Mechanics and Statesmen

I have spent a lot of time in academic institutions the last several years. There is a level of insularity to such places, of being in a kind of bubble. Being in places in which most everyone around you shares interests that are similar to your own has a distorting effect on the mind. I often hear students complaining about the limits of conversation outside the hallowed halls, of having to talk small or explain their work to “general readers”. There is a certain level of incredulity to these accounts. We forget the extent to which our specializations are niche when we are surrounded for extended periods by others who share them.

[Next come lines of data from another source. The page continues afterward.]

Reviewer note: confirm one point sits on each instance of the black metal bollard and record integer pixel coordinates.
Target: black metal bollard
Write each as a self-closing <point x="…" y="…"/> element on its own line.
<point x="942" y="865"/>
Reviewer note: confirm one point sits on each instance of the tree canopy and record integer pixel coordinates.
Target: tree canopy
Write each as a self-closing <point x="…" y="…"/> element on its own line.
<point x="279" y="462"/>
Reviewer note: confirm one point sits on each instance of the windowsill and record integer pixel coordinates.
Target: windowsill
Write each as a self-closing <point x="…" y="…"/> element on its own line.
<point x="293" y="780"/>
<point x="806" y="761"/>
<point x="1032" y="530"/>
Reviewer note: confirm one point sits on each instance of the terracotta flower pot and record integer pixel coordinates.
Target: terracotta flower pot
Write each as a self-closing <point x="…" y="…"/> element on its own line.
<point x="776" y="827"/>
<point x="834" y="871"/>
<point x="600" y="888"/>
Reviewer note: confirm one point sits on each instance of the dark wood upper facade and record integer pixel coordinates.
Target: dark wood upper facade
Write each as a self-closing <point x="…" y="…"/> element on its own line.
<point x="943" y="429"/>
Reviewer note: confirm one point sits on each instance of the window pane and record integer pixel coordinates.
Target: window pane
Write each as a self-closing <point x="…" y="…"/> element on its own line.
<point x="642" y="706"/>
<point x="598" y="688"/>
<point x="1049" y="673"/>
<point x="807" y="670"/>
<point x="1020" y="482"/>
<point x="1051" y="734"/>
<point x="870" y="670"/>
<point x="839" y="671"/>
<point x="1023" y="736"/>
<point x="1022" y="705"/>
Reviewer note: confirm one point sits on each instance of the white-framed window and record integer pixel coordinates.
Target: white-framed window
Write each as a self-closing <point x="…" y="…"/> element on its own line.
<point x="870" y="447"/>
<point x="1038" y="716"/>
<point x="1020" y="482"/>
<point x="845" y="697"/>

We know, on some level, that we are oddballs, that most people do not share our idiosyncrasies and predilections, but we nonetheless often find ourselves projecting our interests onto people who not only do not share them, but find the subjects that amuse us thoroughly boring. There is a group of people out there, a group that comprises most of the human species writ large, that not only does not read this blog or blogs like it, but cannot so much as comprehend what anyone would find interesting or worthwhile about such things. They are the disinterested, the apathetic, the politically indifferent. Confronted by these individuals, we rationalize our eccentricity by disparaging and devaluing them, by implying that it is in some “immoral” not to share the political or philosophical inclination. This piece I dedicate to the indifferent, to those who will never read it, and I write it in their defense.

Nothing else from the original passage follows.